La conception de l’amitié sur les réseaux sociaux est l’héritière des notions classiques mais elle privilégie certains éléments et en laisse d’autres de côté. L’accent est ainsi mis sur les aspects performatifs et déclaratifs : il faut constamment commenter, « aimer » les photos de ses amis Facebook pour entretenir le lien avec eux. Il faut s’engager à respecter un protocole qui va de l’envoi de la requête d’amitié à son acceptation explicite et à l’attribution de certains privilèges d’accès aux contenus : je décide qui peut voir mes photos, qui peut commenter mes messages, etc. Le côté formel est crucial. En revanche, la composante d’attachement émotionnel, la philia dont parlait Aristote, est estompée : on peut inclure quelqu’un dans notre liste d’amis sans pour autant l’aimer. Finalement, la question de l’authenticité de ces liaisons numériques est peu pertinente. Entre amitié « de la vie de tous les jours » et amitié « sur les médias sociaux », il y a moins une opposition qu’une adaptation. Le Web social promet de satisfaire une aspiration primordiale à l’amitié, sans pour autant enfermer les individus dans des relations figées.

D’autres critiques parlent des liaisons numériques comme de « liens faibles ». Quelle est votre analyse des « liens faibles » ?

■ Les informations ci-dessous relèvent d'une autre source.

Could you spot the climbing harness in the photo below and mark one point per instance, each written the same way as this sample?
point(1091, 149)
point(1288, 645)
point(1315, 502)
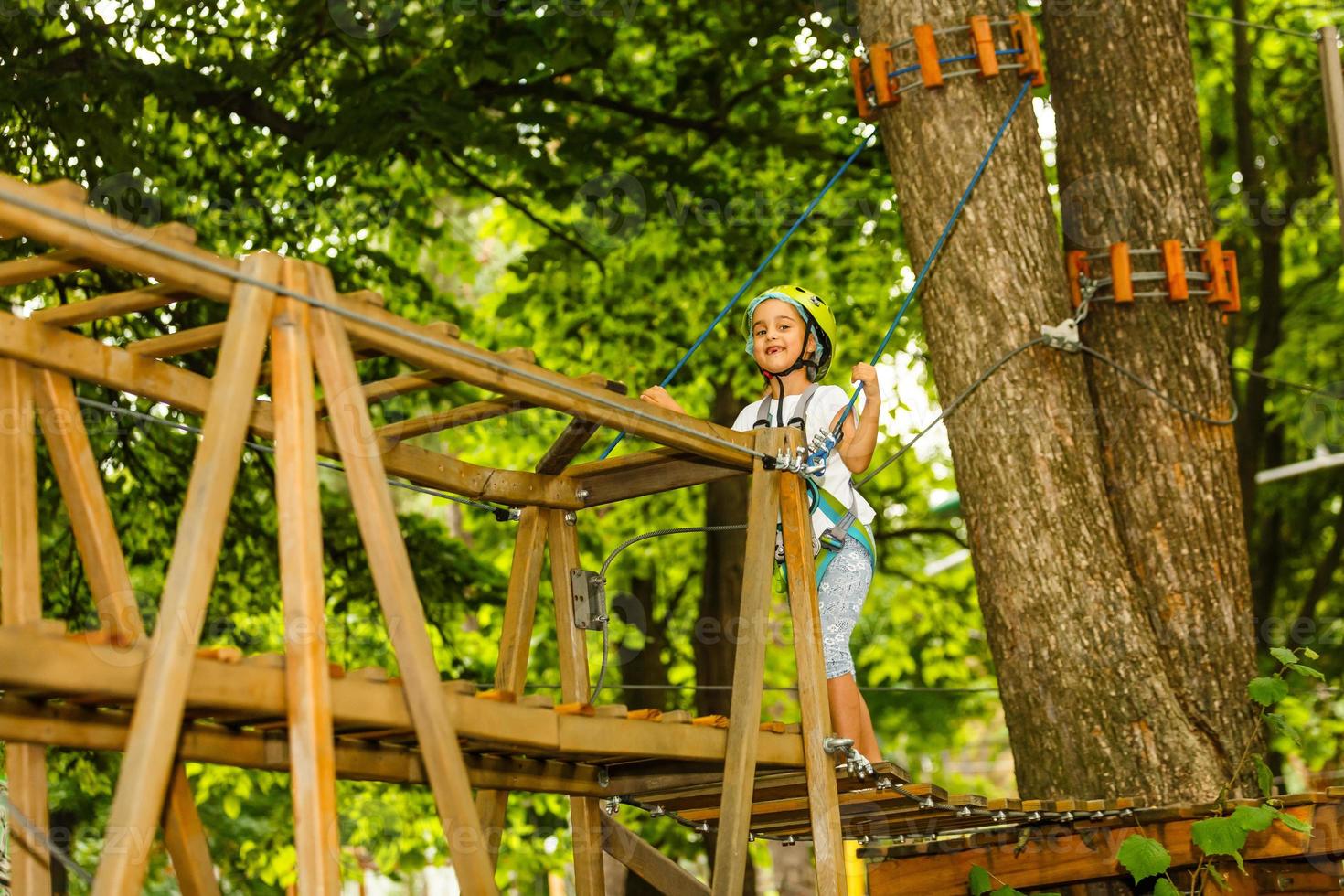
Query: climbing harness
point(844, 518)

En sociologie, on appelle « liens faibles » les relations moins fréquentes, moins intenses, et donc moins ressenties, avec des individus qui se situent à la périphérie de nos cercles de connaissances. Au contraire, les membres de notre famille, les collègues, les partenaires rentrent habituellement dans la catégorie des liens forts. De manière spontanée, nous pensons souvent que la vie en ligne n’est qu’un cirque de liens faibles mais c’est une contrevérité : notre sociabilité numérique est un mélange de ces deux types de lien. Les liens forts sont encore très présents, surtout sur certaines platesformes sociales. Pensez aux millions d’utilisateurs de Skype qui s’en servent pour parler avec leurs parents, avec leur conjoint. A ceux-ci s’ajoutent les liens faibles, tels les « amis d’amis » croisés en commentant la même page, en partageant le même lien.

Certains se demandent si cela ne risque pas de fragiliser notre tissu social…

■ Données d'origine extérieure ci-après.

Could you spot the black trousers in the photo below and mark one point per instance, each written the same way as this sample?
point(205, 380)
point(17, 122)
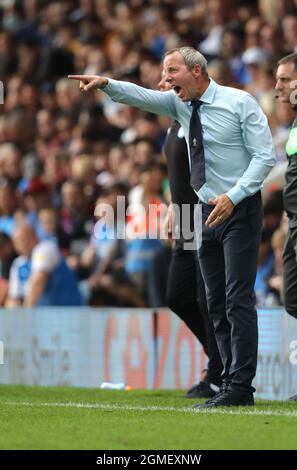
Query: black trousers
point(290, 269)
point(186, 297)
point(228, 259)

Dans les années 1970, le sociologue américain Mark Granovetter avait expliqué que les liens faibles étaient essentiels pour introduire de la variété informationnelle dans nos vies. Tout particulièrement dans certaines situations de transition existentielle : les connaissances éloignées maximisent les chances de recevoir de l’information non redondante et d’élargir l’éventail de nos connaissances. Les proches, eux, nous ressemblent et ont souvent accès aux mêmes informations que nous. Ils ne nous permettent donc pas d’évoluer.

Propos recueillis par Frédéric Joignot.